We've just witnessed a greater destruction of market value since February 19 than during the entire Global Financial Crisis...

And hedge funds are now reporting "Lehman-style" margin calls due to the market crash.

So, sure, we can all hope for the best...

But it's officially time to prepare for the worst, too – because the worst is now firmly at our doorsteps.

  • With reciprocal tariffs, along with other moves, America is now on "war footing" according to some analysts.

  • The S&P lost $2.7 trillion in a single day last week... the second-largest drop in history.

  • And now it looks like the regional banks could be in trouble again after their largest daily drop since the 2023 Regional Bank Crisis.

Just days before this chaos began, one of investing's most respected figures, Marcus Nikos , stepped forward to issue a major crash prediction...

Over 135,000 people have seen it – but you may not be one of them.

And given that it's coming offline for good at midnight TONIGHT, I urge you to take a few minutes to see why thousands of folks were better positioned for last week's selloff than others.

Marc is a Wall Street veteran, inventor of one of investing's most popular indicators, and the founder of Verum Analytics (our corporate affiliate), among other things.

He called the crashes of 2020 and 2022... along with the 2023 bank run...

And he just revealed the NUMBER ONE step he recommends you take with your money to prepare for the volatile days ahead.
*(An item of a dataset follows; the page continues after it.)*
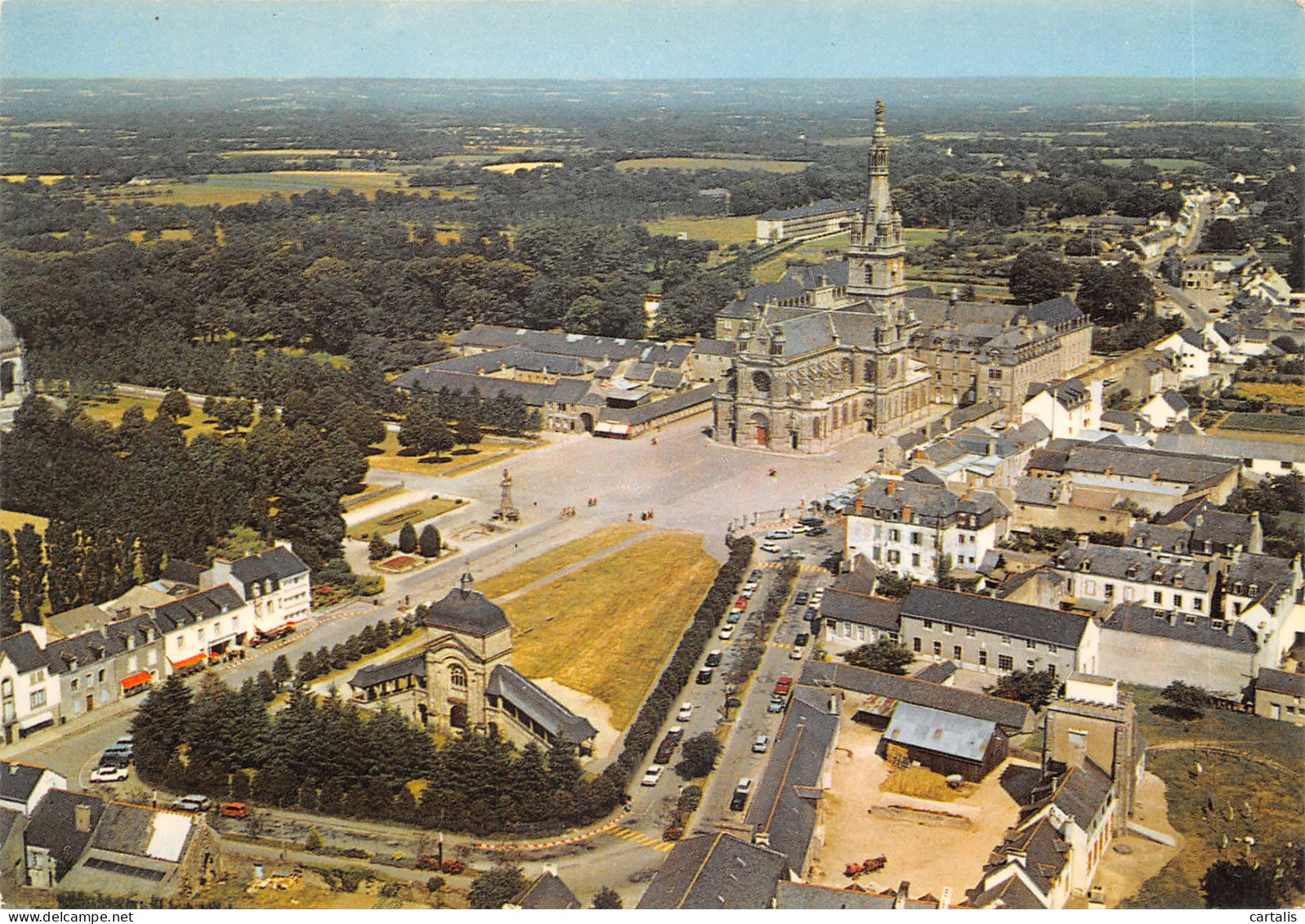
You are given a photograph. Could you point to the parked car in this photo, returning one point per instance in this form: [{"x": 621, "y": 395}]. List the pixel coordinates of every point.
[
  {"x": 740, "y": 795},
  {"x": 107, "y": 773}
]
Click here to learn more, or read on for details from Marcus below...

Dear Reader,

President Trump's reciprocal tariff plan is creating what some call a "New Economic World Order."
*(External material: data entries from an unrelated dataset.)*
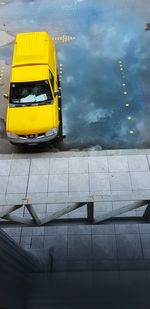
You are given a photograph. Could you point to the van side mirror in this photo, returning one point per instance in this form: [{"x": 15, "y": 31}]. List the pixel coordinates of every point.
[
  {"x": 57, "y": 92},
  {"x": 5, "y": 96}
]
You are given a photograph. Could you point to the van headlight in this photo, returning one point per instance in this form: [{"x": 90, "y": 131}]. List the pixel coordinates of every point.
[
  {"x": 12, "y": 135},
  {"x": 51, "y": 132}
]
The Magnificent 7 Index is down over 30% from December 18's all-time high.

In fact, we've just witnessed a greater destruction of market value since February 19 than during the entire Global Financial Crisis.

And with hedge funds now reporting "Lehman-style" margin calls due to the market crash...

Last week, S&P 500 stocks erased $120 billion PER HOUR on "Liberation Day"... for total losses of $2.9 trillion.

And even though the S&P 500 is down 7.5% year-to-date, most investors are down much more.

Because that is what always happens to regular investors...

They get caught flat-footed and financially hurt by larger global events completely outside of their control.

It was the same in 2008...

The same in 2020...

The same in 2022...

One I cover extensively in my latest crash warning – the full version of which is coming offline for GOOD at midnight tonight.

Because, to be candid...

After being one of the loudest stock market bulls over the past couple of years, last week's events, along with the data within the Power Gauge, make me extremely concerned.

Put simply, unless something dramatic changes, this is the sort of situation that could lead to a worldwide recession...

And recessions lead to bear markets.

The time to prepare is NOW.

But I've detailed everything you need to know along with the NUMBER ONE step I recommend you take with your money to position yourself for the volatile days ahead.

Mark my words, the losses we've seen so far could just be the starting pistol for something much, much more dramatic.

But if you take the moves detailed in my briefing, I believe you will look back on today – – with immense relief and gratitude.


P.S. Even before "Liberation Day" rocked the markets, I could see something fundamental was shifting in U.S. stocks.